Interview: Hartmut Schäfer und Ingo Herzog über Entwicklung und Perspektiven von „fairNETZt“

„fairNETZt“, eine Plattform für gesellschaftspolitisch aktive Menschen und Initiativen, feiert am heutigen Samstag im Nellie Nashorn ihren dritten Geburtstag. Aus kleinen Anfängen hat sich eine bunte Vielfalt von Gruppierungen entwickelt, die Lörrach auf facettenreiche Weise bereichern. Bernhard Konrad sprach mit Hartmut Schäfer, einem der „fairNETZt“-Gründer, und Ingo Herzog, Mitglied des Lenkungskreises „Zukunftsforum“, über die Arbeit von „fairNETZt“.  
 

Herr Schäfer, was war der Gründungsimpuls für „fairNETZt“?
SCHÄFER: „fairNETZt“ ist aus der Krise des Nellie Nashorn entstanden. Als Ende 2014 die Insolvenz ins Haus stand, wurde in den montäglichen Gesprächsrunden beschlossen, so lange als möglich interessante gesellschaftspolitische Veranstaltungen im Nellie zu organisieren. Zunächst sollte jede Gruppe eine Veranstaltung in die Hand nehmen – letztlich war es aber so, dass stets mehrere Gruppen ein Thema bearbeiteten. Beim Workshop „Leben in Lörrach 2030“ waren gar sechs Gruppierungen involviert. Damit wurde das Bedürfnis deutlich, sich über Querschnittsthemen auszutauschen, zusammenzuarbeiten und voneinander zu lernen.

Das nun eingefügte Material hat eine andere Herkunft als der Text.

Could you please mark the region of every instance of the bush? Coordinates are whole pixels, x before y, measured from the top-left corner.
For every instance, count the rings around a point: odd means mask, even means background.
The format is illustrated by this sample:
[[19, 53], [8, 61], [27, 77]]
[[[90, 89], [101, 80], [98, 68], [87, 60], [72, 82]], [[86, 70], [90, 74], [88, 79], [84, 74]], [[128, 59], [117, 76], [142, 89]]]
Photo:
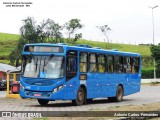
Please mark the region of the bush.
[[8, 55], [0, 55], [0, 60], [7, 60], [8, 59]]
[[[142, 79], [154, 78], [154, 70], [142, 70]], [[156, 71], [156, 78], [160, 78], [160, 71]]]

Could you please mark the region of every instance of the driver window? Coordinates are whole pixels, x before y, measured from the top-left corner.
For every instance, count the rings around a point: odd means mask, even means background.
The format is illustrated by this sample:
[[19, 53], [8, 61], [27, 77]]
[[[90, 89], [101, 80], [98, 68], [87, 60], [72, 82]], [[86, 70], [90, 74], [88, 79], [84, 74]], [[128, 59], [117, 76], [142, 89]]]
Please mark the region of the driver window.
[[25, 67], [22, 67], [22, 71], [23, 71], [23, 75], [24, 76], [27, 76], [27, 77], [35, 77], [37, 75], [37, 73], [35, 73], [35, 64], [34, 64], [34, 59], [32, 58], [29, 58], [27, 59], [27, 57], [23, 58], [24, 61], [26, 61], [23, 66]]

Was war das Thema der Auftaktveranstaltung und welche Gruppen kamen nach und nach hinzu?
SCHÄFER: Erstes Thema war am 3. Februar 2015 „Moderne Nachbarschaftshilfe: die Zeitbanken“, initiiert von der Gemeinwohlökonomie, als eine von neun Gruppen hinter der Reihe. Konkret hat sich die Zeitbank+ im Anschluss in Lörrach gegründet.
Bei der Auswertung der Reihe haben alle Gruppen den Wert der Vernetzung betont und zum Ausdruck gebracht, dass Kontinuität wünschenswert sei. So wurde die Idee einer Plattform geboren, auf der sich Gruppen abstimmen, und einer Homepage, auf der sich alle Beteiligten vorstellen können – vor allem auch kleinere Gruppierungen, die keinen eigenen Internetauftritt haben. Hinzu kam noch ein Newsletter.
Anfangs waren neun Gruppen bei „fairNETZt“ aktiv, aber rasch kamen neue hinzu, die nicht im Nellie Nashorn verwurzelt waren. Mittlerweile engagieren sich 18 Gruppen bei „fairNETZt“ – sowohl eingetragene Vereine, als auch solche, die womöglich nur für eine bestimmte Zeit aktiv sind  – „Graswurzelbewegungen“ wie Pulse of Europe und die Gemeinschaftsgärten.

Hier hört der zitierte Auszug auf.